Я робко приблизился к ней и, сам плачучи, обвил руками ее шею, но она меня отодвинула и сказала:
– Не замай! не замай! – и опять заголосила.
Мне показалось страшно с нею оставаться, и я пошел домой, где теперь все были заняты судьбою Васёнки, и притом всякий по-своему: матушка отрезала холст на саван Васёнке, а девушки шили эту никогда до той поры мною не виданную вещь «на живую нитку». Матушка каждой из них напоминала, чтобы непременно шить «на живую нитку».
Я очень интересовался, почему девушки должны были шить на живую нитку, когда им в других случаях такое шитье ставилось в вину, и мне объяснили, что это такое правило, что «на мертвых всегда надо шить на живую нитку».
Я тогда был в таком возрасте, когда дети «набираются впечатлений», и все новое меня очень интересовало.
Я давно слыхал слово «саван» и привык чувствовать в его звуке что-то зловещее, но никогда савана не видал, и теперь напрасно всматривался, как его шили, потому что ничего не мог разобрать в кучке полотна, которая вертелась у швеи на коленях; но потом мне удалось его увидать. Когда большие девушки пошли обедать, резвая девчонка Роська, остававшаяся дежурной по девичьей комнате, наложила Васёнкин саван на себя и стала перед отворенными дверями в нашу детскую, так что мы ее увидали, и сначала мне показалось, будто я вижу «козу», которая ходит плясать с медведями, но потом я понял, что это и есть саван… Я испугался и, закричав отчаянным голосом, убежал к старшим.
Васенку я не видал в ее погребальном уборе, приготовленном для нее на живую нитку; но когда я лег спать, то, прежде чем заснуть, мне привелось услыхать разъяснение, как она попала на чердак.

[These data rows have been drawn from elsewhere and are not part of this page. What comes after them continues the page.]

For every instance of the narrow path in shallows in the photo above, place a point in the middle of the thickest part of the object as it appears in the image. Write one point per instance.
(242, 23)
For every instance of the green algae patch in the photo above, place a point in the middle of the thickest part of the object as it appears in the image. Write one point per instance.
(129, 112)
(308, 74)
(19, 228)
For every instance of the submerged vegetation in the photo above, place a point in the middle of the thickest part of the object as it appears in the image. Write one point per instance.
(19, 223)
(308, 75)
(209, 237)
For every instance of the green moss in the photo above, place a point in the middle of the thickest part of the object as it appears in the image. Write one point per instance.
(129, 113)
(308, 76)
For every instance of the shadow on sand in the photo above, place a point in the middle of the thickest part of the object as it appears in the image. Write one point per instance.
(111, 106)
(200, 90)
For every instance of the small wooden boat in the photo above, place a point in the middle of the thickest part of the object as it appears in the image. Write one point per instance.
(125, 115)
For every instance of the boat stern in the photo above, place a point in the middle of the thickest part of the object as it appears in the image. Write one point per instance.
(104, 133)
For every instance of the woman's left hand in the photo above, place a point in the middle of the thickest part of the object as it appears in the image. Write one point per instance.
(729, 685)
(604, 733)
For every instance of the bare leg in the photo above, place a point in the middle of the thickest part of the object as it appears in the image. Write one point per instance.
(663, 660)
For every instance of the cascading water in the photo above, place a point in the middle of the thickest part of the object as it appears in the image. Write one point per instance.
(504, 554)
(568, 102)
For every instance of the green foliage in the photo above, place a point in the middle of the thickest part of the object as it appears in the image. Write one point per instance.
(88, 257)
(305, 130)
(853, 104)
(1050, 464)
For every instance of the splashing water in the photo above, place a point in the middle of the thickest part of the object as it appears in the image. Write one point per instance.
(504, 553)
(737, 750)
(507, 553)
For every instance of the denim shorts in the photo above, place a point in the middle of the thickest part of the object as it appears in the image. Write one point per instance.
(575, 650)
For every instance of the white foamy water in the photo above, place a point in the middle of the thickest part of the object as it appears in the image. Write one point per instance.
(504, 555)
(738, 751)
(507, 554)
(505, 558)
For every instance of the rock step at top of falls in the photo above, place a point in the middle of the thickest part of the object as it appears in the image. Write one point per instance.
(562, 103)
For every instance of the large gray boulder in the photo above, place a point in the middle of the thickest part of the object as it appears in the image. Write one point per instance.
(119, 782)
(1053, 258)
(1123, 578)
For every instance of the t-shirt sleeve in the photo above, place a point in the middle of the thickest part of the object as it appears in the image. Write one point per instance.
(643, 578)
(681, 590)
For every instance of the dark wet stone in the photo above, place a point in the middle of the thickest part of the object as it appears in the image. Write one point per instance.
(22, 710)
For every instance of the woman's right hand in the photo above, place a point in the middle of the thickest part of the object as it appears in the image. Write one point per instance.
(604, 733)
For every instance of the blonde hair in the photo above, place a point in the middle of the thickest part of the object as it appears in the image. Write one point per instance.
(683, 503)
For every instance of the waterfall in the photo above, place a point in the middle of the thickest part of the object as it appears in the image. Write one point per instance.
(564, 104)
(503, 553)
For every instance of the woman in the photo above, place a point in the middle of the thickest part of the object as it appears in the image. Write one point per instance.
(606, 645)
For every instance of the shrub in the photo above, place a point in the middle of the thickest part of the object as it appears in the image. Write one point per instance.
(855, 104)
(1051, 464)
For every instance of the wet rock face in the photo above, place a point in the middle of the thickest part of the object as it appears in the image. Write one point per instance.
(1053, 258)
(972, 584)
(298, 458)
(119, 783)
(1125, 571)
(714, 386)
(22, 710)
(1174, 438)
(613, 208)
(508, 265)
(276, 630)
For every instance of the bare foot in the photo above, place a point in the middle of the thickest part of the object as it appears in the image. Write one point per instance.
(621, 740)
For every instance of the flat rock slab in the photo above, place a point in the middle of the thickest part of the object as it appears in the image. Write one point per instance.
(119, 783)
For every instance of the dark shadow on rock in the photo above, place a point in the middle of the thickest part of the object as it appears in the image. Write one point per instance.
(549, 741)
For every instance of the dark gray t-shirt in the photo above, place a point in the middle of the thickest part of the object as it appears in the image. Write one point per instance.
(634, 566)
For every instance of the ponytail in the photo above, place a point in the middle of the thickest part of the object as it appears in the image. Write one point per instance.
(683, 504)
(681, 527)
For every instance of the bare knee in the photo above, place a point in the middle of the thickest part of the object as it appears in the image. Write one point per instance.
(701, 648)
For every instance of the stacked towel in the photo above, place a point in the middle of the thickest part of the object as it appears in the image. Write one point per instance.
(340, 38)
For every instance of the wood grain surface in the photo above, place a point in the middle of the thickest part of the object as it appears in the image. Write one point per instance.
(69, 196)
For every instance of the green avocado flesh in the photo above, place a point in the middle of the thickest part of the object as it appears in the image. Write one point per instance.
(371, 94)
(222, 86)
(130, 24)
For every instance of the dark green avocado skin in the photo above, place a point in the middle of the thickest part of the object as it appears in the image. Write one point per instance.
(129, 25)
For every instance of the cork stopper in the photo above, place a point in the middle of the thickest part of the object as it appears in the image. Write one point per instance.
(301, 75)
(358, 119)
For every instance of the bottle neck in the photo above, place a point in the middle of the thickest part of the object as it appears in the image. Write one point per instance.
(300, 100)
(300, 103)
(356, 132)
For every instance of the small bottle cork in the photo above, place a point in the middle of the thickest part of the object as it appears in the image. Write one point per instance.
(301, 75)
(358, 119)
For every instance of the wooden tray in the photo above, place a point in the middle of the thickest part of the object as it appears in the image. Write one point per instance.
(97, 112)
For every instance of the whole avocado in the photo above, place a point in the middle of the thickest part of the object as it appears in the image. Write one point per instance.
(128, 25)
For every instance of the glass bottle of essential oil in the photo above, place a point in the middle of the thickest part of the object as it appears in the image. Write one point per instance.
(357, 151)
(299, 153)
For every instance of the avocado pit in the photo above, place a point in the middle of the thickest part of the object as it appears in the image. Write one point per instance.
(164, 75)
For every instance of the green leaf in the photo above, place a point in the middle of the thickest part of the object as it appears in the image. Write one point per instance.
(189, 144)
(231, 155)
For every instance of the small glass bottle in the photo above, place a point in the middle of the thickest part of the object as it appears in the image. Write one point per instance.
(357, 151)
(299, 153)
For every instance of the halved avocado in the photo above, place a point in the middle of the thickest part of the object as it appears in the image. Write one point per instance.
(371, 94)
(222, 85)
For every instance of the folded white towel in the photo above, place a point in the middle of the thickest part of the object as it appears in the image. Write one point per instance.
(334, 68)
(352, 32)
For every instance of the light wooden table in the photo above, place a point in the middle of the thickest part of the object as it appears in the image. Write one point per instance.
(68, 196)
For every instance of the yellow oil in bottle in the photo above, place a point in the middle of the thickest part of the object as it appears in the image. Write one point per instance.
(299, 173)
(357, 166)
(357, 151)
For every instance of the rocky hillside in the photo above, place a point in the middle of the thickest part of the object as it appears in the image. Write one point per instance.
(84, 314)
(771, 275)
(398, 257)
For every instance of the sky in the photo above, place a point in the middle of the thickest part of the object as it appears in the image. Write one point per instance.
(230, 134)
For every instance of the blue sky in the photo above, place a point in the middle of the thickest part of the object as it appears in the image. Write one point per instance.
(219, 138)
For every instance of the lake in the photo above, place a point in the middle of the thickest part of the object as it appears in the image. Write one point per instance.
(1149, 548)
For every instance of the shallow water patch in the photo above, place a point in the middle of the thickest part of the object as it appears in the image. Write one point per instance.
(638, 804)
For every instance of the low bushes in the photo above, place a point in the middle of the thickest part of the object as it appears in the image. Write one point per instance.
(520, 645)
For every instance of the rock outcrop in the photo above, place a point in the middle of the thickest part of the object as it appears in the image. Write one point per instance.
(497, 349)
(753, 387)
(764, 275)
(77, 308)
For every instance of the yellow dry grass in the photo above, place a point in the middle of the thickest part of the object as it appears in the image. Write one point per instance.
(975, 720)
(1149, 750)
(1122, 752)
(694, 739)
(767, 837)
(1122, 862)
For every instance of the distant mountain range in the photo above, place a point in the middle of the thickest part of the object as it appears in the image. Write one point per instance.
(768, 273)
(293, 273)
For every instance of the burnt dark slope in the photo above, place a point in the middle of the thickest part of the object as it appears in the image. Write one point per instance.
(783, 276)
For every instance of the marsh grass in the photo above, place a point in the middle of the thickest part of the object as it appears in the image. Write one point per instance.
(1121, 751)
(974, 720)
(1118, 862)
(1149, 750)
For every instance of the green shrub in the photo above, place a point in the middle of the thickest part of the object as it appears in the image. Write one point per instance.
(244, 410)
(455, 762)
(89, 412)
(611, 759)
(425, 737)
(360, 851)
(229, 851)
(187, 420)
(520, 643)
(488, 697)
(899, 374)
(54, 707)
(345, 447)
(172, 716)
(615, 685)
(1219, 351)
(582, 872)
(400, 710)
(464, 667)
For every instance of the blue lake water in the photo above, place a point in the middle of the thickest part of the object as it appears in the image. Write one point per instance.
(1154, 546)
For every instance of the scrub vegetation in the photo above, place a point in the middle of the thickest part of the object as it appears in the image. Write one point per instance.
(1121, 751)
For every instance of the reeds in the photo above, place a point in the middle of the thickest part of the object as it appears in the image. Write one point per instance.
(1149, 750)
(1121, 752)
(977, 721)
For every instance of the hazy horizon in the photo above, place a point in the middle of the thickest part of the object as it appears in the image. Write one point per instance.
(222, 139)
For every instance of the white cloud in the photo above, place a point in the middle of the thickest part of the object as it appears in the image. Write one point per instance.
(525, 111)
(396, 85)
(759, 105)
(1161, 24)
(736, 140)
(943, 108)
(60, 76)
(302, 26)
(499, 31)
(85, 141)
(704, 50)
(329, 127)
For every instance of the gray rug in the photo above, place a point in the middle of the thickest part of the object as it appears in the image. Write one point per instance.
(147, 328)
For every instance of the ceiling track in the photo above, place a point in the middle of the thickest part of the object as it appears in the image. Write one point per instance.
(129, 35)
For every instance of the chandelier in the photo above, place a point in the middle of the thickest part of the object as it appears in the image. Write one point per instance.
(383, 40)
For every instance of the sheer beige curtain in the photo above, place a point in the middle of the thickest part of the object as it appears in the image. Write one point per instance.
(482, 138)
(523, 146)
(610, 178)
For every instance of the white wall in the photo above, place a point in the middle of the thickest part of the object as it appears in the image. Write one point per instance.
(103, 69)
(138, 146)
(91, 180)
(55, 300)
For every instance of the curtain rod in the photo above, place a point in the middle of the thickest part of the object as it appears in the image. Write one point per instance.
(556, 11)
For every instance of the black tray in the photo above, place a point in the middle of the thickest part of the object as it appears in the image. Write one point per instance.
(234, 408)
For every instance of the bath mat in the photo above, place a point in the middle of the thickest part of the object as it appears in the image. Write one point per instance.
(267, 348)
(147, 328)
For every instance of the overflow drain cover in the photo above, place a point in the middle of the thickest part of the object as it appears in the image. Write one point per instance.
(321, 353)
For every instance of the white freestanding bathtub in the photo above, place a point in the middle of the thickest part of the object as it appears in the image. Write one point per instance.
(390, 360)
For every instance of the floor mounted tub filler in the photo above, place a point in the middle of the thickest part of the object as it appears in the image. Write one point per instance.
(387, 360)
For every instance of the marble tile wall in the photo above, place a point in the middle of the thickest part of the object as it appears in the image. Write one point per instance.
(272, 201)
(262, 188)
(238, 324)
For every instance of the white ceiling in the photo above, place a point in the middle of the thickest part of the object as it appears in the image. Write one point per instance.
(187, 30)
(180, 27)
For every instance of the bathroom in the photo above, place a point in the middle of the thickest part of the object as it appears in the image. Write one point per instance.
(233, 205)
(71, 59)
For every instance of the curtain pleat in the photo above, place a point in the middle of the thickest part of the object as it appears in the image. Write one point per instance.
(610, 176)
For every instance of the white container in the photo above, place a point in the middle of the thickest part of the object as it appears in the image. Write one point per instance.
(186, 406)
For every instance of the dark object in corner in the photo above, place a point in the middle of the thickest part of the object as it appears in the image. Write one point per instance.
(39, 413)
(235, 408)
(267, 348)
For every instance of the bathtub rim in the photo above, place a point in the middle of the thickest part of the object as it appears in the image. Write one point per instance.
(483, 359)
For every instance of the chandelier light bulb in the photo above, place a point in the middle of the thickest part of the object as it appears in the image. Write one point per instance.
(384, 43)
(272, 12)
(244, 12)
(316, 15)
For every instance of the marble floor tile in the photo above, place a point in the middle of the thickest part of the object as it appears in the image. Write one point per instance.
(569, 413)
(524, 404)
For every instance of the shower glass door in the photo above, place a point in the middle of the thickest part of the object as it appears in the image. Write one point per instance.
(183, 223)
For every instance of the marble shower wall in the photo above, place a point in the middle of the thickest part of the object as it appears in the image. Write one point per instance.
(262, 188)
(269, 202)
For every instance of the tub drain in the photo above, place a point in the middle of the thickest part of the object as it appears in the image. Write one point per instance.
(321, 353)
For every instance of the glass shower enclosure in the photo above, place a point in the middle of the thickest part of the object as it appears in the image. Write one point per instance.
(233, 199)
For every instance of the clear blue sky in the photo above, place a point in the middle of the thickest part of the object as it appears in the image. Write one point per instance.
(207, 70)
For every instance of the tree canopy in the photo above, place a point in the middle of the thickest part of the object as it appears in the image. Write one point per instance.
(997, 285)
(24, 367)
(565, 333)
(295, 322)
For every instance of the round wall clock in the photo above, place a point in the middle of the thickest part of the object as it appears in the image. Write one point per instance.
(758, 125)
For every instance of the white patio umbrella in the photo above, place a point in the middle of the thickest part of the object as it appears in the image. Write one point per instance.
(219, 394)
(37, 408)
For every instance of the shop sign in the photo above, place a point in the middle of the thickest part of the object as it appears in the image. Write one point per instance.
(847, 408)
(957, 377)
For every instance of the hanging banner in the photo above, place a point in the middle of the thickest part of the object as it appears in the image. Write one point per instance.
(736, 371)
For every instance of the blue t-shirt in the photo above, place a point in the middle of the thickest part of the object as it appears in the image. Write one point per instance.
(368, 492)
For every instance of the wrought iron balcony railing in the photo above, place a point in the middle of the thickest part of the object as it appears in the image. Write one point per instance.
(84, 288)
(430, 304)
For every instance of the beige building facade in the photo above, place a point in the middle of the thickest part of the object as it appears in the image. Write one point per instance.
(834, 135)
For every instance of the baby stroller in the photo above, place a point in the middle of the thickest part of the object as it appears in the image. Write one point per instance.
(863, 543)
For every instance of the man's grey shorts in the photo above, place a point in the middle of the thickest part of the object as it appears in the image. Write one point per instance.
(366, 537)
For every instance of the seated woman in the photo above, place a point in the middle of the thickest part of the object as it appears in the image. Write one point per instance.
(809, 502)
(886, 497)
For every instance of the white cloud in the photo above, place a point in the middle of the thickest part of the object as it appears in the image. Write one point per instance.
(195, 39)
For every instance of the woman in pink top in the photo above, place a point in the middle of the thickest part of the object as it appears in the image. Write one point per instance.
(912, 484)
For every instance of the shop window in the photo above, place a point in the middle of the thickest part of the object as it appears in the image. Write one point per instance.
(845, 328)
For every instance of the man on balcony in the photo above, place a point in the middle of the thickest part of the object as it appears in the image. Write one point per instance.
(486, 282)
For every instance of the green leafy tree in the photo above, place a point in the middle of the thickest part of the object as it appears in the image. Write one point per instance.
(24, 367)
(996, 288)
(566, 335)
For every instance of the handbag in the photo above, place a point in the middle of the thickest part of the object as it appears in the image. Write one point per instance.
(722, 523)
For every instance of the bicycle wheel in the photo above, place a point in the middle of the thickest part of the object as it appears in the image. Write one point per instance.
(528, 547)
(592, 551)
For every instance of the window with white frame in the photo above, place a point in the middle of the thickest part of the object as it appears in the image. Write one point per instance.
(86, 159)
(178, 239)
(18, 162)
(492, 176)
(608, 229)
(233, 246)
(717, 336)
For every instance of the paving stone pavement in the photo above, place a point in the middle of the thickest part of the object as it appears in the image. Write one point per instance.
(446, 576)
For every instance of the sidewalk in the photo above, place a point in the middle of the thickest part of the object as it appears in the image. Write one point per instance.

Всему делу виновницею оказалась ее мать, Аграфена, или, точнее сказать, ее «сибирный карахтер» (так доносила матушке старостиха Домна). «Аграфена узгордилась, чтобы никто на нее не смел думать, что она дочке шматок теста от господской дежки берет». И она будто Васенку взяла и выгнала, чтобы та шла в общую людскую избу, пока хлеб высидится, а сама Аграфена к сестре на деревню пошла и там задержалась, потому что сестре горшок накидывала; а Васёнка побоялась идти в людскую избу, потому что там в сенях белая телка, которая бодалась, и спряталась на чердак в гнезда и там застыла.
И Васёнку схоронили, а на Аграфену не сердились, и даже, когда подходил Васёнке девятый день, Аграфене велели выдать полпуда муки на блины и приказали дать ей лошадь, чтобы она могла поехать с сыном своим, девятилетним Егоркою, на кладбище; но Аграфена муку взяла и отнесла ее на деревню к сестре, а на лошади не поехала, а пошла с Егоркою пешком, хотя день был прескверный: холод и метель.
Пошли они утром, но не возвратились засветло, а метель разыгралась, и думали, что вдова с сыном остались переждать погоду у кого-нибудь из дьячков. Но на другой день ее не нашли на поповке, а потом и ее «и сына отыскали в овражке – мать с сыном сидели обнявшись и оба замерзли».
По-видимому, они шли домой и сбились с дороги; но некоторые думали, что Аграфена нарочно заморозила сына, чтобы его «ослобонить».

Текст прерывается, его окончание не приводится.